Over time, the family produced iconic perfumes such as Jicky (1889), Mitsouko (1919), Shalimar (1925), and Vétiver. Jicky, considered a pioneer of modern perfume, blended lavender, vanilla, and tonka bean, and became popular with men as well as women.
Mitsouko, named after a literary heroine, marked the end of World War I and gained popularity despite bottle shortages. Shalimar paid tribute to the legendary gardens built by Emperor Shah Jahan in Lahore, celebrated for their exquisite fragrances.
Raihan's world of perfume
Raihan's fascination with perfume began in childhood. Behind his family home in Chattogram, he would climb a small hill and breathe in the wild scents of flowers and fruits. His mother, also passionate about fragrance, kept him enthralled with news of new perfumes. As he grew, borrowing his elder brother's scents and earning schoolmates' praise deepened his fascination. Today, he owns nearly 1,500 perfumes, prized for their variety.
In Bangladesh, perfume often follows family tradition: fathers using Hugo Boss, sons adopting it; elder brothers with Wild Stone, younger brothers following suit. Yet the same fragrance can smell different on different people, depending on skin, lifestyle, and body chemistry, making experimentation important.
Raihan said, "Judging a perfume by its top note is misleading – it lasts only 10-15 minutes. The base note, lasting 6-8 hours, defines its true longevity. Many are disappointed when a perfume smells different at home than in the store, simply due to this misunderstanding. While most still use traditional attar, conscious perfume use is growing, thanks to easier access and availability."
Local Brand RSR
Raihan and his two friends, Saiful Azam Chowdhury and Rashed Chowdhury, launched a perfume brand, RSR, designed for Bangladesh's climate. Their first fragrance, Karnaphuli, draws inspiration from the lifeline of Chattogram – the Karnaphuli River.

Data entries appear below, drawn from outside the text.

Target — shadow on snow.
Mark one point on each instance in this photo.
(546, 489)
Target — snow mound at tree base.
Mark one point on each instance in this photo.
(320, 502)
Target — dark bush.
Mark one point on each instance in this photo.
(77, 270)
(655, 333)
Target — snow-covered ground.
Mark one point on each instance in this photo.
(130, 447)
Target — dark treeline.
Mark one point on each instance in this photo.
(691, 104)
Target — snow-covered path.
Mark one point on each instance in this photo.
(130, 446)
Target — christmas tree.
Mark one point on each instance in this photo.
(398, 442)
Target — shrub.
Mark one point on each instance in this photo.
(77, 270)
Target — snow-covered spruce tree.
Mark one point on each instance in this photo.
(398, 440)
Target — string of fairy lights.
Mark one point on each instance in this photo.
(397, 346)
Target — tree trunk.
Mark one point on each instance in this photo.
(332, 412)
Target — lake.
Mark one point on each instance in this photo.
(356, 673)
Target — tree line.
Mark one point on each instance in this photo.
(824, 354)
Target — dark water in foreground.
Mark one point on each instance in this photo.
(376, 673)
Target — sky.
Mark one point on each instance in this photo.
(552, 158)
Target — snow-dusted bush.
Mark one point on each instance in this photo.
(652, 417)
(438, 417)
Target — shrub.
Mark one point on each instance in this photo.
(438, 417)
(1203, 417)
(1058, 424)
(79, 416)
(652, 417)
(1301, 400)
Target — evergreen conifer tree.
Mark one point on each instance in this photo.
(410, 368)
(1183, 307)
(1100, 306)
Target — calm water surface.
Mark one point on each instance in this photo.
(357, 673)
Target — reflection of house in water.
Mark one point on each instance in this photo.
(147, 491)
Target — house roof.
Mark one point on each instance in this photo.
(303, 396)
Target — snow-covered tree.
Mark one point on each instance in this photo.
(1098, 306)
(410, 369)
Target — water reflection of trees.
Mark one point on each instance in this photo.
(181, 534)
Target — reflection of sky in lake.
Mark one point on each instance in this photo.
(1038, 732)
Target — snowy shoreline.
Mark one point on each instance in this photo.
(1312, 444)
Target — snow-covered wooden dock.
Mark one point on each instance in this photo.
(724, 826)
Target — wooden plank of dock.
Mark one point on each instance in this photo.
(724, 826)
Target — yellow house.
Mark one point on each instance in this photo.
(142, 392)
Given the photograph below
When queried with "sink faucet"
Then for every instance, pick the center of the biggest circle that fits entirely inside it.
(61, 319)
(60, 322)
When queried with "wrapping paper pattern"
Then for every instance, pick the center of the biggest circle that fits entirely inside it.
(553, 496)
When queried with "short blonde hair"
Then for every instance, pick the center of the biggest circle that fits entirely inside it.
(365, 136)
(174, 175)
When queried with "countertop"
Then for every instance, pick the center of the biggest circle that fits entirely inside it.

Raihan explained, "We are from Chattogram, we wanted to capture the city's spirit – the river, wood stacks, rice markets, livestock fairs, chicken farms, and the occasional wild white flowers. We asked perfumer Zakier Gafur to create a scent reflecting these elements. He developed over 10 combinations, tested by 25 men and women. Once approved, we launched Karnaphuli. The first 100 bottles sold out in three days at Tk7,800 each. It's ideal for winter, monsoon, and evening wear."
RSR later released Under the Sun, a fragrance made for Bangladesh's heat, humidity, and dust. Blending fresh, floral, and woody notes, it is long-lasting and ideal for summer. The brand plans to release perfumes for other seasons — monsoon, autumn, and winter — in the future.
Raihan also runs a YouTube channel called PerfumologyBD, featuring over 650 videos. Here, he explains the qualities of various perfumes and offers guidance to help customers find the right fragrance for themselves. Even those who aren't perfume enthusiasts can learn a lot. It's a fascinating world, always close yet long unexplored.